オンラインショッピングやネット広告などインターネット取引はすっかり定着しており、なかには年間1億円を超す売上があるネット業者も珍しくない。しかし、多額の利益を上げながら、ネット上の売上は国税当局には把握されまいと考え、無申告・過少申告する業者が後を絶たない。ネット取引は、無店舗による事業形態となるため、その把握は困難だが、国税当局は、あらゆる有効な資料情報を収集・分析して適正な課税に努めている。

国税庁によると、今年6月までの1年間(2019事務年度)において、ネット取引を行っている個人事業者などを対象に1877件(前事務年度2127件)を実地調査(特別・一般)した結果、1件当たり平均1264万円(同1243万円)の申告漏れ所得金額を把握。この申告漏れ額は、同時期の実地調査(同)全体での1件平均1190万円を上回る。申告漏れ所得金額の総額237億円(同264億円)に対し65億円(同58億円)を追徴した。

調査事例では、ライブイベントで販売される音楽メディア等をネット販売することにより多額の利益を得ていたものの申告せず、その利益で運営した暗号資産の利益も一部しか申告しなかったAに対して課税したものがある。Aは、部内資料から、複数のネット販売サイトでの販売が想定されたものの、連年無申告だったことから、調査に着手。その結果、A本人の預金口座にネット販売業者からの多額の入金があることを把握した。
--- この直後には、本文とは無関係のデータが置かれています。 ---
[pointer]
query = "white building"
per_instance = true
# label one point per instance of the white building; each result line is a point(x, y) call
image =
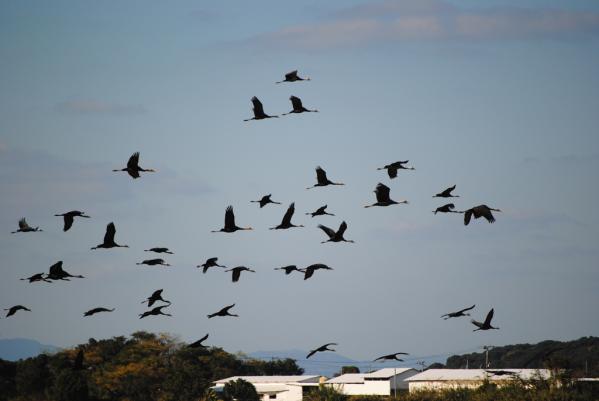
point(382, 382)
point(281, 388)
point(434, 379)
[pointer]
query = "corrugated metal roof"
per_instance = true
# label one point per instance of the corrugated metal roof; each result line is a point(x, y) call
point(479, 374)
point(272, 379)
point(386, 373)
point(348, 378)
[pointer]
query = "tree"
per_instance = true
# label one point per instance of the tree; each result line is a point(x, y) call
point(240, 390)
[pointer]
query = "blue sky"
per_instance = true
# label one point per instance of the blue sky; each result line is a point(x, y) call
point(501, 100)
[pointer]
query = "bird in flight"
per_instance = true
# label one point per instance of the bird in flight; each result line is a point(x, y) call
point(322, 180)
point(335, 236)
point(391, 357)
point(155, 297)
point(36, 277)
point(69, 217)
point(97, 310)
point(109, 239)
point(265, 200)
point(393, 167)
point(298, 107)
point(286, 222)
point(154, 262)
point(133, 168)
point(321, 211)
point(198, 344)
point(57, 273)
point(155, 312)
point(458, 313)
point(159, 250)
point(259, 113)
point(211, 262)
point(447, 208)
point(480, 211)
point(292, 77)
point(237, 272)
point(223, 312)
point(287, 269)
point(382, 196)
point(322, 348)
point(25, 228)
point(446, 193)
point(14, 309)
point(230, 226)
point(309, 271)
point(486, 325)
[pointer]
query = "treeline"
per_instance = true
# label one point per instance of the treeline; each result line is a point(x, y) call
point(580, 357)
point(142, 367)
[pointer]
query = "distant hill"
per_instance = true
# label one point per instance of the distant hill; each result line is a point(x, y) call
point(581, 356)
point(14, 349)
point(330, 363)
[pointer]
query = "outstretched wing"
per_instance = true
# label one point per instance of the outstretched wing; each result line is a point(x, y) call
point(229, 218)
point(133, 162)
point(110, 232)
point(321, 175)
point(296, 102)
point(328, 231)
point(288, 215)
point(382, 192)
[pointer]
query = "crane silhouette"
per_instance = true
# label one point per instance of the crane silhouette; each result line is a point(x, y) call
point(237, 272)
point(36, 277)
point(286, 222)
point(230, 226)
point(391, 357)
point(292, 77)
point(223, 312)
point(287, 269)
point(97, 310)
point(154, 262)
point(309, 271)
point(458, 313)
point(69, 217)
point(298, 107)
point(159, 250)
point(133, 168)
point(322, 348)
point(480, 211)
point(265, 201)
point(393, 167)
point(155, 312)
point(382, 196)
point(486, 325)
point(259, 113)
point(446, 193)
point(109, 239)
point(155, 297)
point(25, 228)
point(335, 236)
point(447, 208)
point(211, 262)
point(322, 180)
point(198, 344)
point(14, 309)
point(56, 272)
point(320, 212)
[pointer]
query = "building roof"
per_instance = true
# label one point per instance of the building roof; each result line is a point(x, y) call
point(272, 379)
point(478, 374)
point(386, 373)
point(348, 378)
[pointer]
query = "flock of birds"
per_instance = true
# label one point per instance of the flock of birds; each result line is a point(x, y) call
point(383, 199)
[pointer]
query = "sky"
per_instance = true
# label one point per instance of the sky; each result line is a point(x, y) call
point(499, 99)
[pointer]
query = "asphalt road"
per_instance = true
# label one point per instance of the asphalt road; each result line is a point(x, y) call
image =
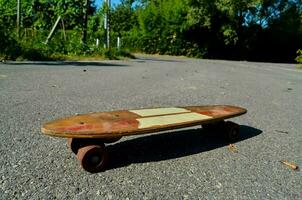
point(180, 164)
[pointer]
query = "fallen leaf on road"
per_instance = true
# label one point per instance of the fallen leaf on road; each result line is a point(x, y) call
point(290, 165)
point(233, 148)
point(280, 131)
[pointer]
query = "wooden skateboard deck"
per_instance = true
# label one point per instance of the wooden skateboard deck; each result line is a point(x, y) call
point(131, 122)
point(88, 133)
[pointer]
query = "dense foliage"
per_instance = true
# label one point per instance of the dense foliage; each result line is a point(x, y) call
point(265, 30)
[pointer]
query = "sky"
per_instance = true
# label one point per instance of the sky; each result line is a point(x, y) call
point(99, 2)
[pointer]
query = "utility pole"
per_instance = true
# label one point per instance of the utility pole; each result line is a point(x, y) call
point(107, 26)
point(84, 30)
point(18, 17)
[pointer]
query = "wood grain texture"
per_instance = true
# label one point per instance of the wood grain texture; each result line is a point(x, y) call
point(124, 122)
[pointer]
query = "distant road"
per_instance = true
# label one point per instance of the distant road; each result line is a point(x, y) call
point(185, 164)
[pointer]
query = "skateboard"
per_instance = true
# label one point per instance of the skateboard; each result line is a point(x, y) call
point(88, 133)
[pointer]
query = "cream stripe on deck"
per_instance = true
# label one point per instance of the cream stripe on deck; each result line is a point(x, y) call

Aは、自らの所得を認識し、申告の必要性も分かっていながら、ネット取引という匿名性が高い取引であることから税務当局にはバレないと考えて、納税を免れるため、申告に必要な領収書などを破棄するとともに、ネット販売サイトで使っていたIDを削除するなどの隠ぺい行為を行った上で、故意に申告しなかった。Aに対しては、所得税6年分の申告漏れ所得金額約4600万円について追徴税額(重加算税含む)約1900万円が課されている。